The recent CEPIC Congress proved fruitful in making alliances for PicScout. The San Francisco-based company announced picking up more than 50 new photo-agency clients at the stock industry’s largest international gathering.
Reassuring for these new clients, PicScout has also been spending a considerable amount of resources on courting designers and the broader professional image-buying segment. The company recently attended two HOW magazine events and the Creative Freelancer Conference, where vice president of marketing and business development Amy Love spoke.
Netbooks, a popular alternative to the larger laptop, are expected to give way to tablet computers like the iPad by 2012, according to Forrester Research. By 2015, nearly one in four PCs will be a tablet, and PicScout says this will fuel a dramatic increase in image use. The graphical interface of such devices creates the need for additional images, and image availability is more critical then ever.
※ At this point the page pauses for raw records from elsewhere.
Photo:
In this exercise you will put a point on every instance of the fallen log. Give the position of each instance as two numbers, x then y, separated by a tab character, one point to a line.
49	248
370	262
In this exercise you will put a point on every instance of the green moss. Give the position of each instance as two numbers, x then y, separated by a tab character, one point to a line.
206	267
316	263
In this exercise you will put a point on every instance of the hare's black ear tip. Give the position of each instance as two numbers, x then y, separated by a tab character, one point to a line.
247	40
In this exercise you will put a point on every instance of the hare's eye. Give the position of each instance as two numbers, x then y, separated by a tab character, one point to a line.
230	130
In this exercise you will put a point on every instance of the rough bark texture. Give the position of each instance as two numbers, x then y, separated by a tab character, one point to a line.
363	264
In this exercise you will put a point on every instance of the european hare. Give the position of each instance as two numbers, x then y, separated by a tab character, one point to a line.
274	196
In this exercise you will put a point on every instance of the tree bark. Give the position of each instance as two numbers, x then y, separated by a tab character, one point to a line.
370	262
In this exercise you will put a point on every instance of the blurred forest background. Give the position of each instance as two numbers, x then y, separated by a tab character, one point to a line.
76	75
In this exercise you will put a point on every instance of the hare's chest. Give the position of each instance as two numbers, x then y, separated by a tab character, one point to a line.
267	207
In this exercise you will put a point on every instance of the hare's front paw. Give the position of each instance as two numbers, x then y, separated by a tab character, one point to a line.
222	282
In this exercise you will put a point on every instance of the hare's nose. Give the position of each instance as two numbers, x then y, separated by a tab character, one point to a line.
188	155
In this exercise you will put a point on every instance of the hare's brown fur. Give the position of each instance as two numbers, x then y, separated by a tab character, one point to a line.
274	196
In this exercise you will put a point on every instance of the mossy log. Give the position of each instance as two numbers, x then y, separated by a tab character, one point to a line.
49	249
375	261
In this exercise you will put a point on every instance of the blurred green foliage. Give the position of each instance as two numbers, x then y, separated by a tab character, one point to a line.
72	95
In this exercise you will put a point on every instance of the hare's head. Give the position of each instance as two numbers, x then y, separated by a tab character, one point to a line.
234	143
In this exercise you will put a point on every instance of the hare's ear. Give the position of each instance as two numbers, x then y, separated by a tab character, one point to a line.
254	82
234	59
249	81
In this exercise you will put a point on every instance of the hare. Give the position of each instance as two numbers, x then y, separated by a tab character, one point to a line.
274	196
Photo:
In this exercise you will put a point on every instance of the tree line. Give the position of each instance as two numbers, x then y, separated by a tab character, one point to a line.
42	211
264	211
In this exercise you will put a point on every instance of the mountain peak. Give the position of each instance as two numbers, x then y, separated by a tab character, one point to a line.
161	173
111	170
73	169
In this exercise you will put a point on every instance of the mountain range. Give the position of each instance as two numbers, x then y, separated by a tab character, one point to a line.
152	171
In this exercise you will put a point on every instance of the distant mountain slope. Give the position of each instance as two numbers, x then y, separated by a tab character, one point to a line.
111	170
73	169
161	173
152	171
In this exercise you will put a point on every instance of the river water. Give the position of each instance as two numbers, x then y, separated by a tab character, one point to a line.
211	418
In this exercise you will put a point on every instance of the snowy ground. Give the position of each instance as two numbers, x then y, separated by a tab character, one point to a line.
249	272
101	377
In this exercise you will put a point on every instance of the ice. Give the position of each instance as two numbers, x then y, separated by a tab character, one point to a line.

PicScout ImageIRC offers agencies a venue to get images to market, while protecting them at the same time. Notably, the paid promotional option—the pay-per-click links to stock agencies that license a given image—is offered separately from the free image credit. Available to everyone, registering visual content with ImageIRC adds the image to the database, which in turn displays owner information to users of the ImageExchange Firefox add-on.
At CEPIC, particularly at the workshops that focused on the online environment, much discussion centered around creating new revenue streams. According to PicScout, ImageIRC offers just that to agencies: new revenue coming from image buyers who increasingly favor search engines.